Review: Doctor Who: Serve You by Al Ewing, Rob Williams, Simon Fraser, Boo Cook, and Warren Pleece

Comic PDF eBook, n.pag.
Published 2015 (contents: 2015)
Acquired September 2018
Read December 2019
Doctor Who: The Eleventh Doctor, Vol 2: Serve You

Writers: Al Ewing & Rob Williams
Artists: Simon Fraser, Boo Cook, and Warren Pleece
Colorist: Gary Caldwell
Letters: Richard Starkings and Jimmy Betancourt

This opens with a timey-wimey issue, which didn't entirely succeed for me in practice, but I liked the idea, because it played with time and the comics page in much the same way that Moffat played with time and television on screen. It captures the spirit of its era without feeling like it's trying to recreate it slavishly in another medium. The next two stories bring us back into the SERVEYOUinc story arc, as Alice deals with the apparent resurrection of her mother and the destructiveness of grief. It's good, character-based stuff, showing how much the character of Alice has come to life in half-a-dozen issues of this title. (I do wish ARC and Jones were taken more seriously, however.)

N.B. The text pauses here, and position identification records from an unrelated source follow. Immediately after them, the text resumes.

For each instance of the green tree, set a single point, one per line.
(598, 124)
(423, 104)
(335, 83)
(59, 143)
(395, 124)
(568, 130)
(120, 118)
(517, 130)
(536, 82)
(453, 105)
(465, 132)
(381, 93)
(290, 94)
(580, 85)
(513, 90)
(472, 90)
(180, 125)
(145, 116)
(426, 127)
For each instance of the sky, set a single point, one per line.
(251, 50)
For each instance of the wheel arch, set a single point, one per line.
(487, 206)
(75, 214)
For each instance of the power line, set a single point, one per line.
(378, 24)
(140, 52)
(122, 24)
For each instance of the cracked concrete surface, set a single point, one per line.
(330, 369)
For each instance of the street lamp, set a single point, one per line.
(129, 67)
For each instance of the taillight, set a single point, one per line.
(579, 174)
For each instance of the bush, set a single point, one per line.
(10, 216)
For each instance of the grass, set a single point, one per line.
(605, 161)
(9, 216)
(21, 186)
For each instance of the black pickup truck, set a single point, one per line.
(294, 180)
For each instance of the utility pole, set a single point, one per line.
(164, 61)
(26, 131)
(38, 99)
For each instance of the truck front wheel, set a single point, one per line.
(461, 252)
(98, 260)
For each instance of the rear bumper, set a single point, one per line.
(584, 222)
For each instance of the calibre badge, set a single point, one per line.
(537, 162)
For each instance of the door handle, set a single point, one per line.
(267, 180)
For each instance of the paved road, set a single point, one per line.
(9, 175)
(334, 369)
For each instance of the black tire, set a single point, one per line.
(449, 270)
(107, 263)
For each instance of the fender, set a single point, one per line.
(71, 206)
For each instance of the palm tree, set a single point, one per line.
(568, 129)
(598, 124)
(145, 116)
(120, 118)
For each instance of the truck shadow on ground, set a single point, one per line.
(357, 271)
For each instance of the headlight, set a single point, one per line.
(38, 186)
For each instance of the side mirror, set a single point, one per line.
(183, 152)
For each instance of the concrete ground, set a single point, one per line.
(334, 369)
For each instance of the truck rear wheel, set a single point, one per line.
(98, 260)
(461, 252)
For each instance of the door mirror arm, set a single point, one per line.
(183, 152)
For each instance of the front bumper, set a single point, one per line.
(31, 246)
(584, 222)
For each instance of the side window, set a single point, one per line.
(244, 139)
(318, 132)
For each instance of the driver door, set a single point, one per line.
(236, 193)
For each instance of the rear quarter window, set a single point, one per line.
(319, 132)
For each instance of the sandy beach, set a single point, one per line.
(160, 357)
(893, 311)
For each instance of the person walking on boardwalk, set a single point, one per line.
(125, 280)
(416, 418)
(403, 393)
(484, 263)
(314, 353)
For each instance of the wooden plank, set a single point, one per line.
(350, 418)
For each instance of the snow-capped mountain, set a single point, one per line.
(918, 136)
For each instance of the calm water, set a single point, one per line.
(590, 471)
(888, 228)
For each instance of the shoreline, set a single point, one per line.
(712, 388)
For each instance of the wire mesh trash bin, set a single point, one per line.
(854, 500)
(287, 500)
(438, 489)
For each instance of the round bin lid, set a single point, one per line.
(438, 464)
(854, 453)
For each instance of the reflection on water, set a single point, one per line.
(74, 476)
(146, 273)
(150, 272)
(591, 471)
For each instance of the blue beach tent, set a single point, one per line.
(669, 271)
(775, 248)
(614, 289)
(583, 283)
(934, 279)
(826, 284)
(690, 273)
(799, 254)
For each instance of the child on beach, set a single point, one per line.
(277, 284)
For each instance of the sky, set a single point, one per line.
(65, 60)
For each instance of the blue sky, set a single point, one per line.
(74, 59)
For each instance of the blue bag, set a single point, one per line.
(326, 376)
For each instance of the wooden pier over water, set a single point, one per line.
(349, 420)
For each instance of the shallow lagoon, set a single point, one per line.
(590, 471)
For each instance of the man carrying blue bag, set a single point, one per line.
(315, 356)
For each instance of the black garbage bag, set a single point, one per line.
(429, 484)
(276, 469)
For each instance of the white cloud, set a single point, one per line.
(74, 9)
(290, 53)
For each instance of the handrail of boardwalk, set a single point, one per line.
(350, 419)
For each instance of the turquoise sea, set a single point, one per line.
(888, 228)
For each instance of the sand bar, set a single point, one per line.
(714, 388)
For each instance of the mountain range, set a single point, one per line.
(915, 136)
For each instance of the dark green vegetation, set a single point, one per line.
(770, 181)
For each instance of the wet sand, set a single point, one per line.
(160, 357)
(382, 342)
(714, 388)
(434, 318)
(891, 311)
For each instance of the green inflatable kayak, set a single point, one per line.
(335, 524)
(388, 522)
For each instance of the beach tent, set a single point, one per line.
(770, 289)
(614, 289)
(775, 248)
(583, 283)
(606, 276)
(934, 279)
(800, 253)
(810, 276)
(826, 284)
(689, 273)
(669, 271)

The last story here serves as a mini-climax to the SERVEYOUinc story arc (though I think there is more to come), with the Doctor momentarily taking over the company and being corrupted by power. I liked the idea, but didn't think the execution entirely rang true. Still, of the four Titan Doctor Who strands I've read so far (those featuring the ninth through twelfth Doctors), the eleventh Doctor one is clearly the most interesting and most successful. It's the only one I think is trying to do something other than ape its screen era.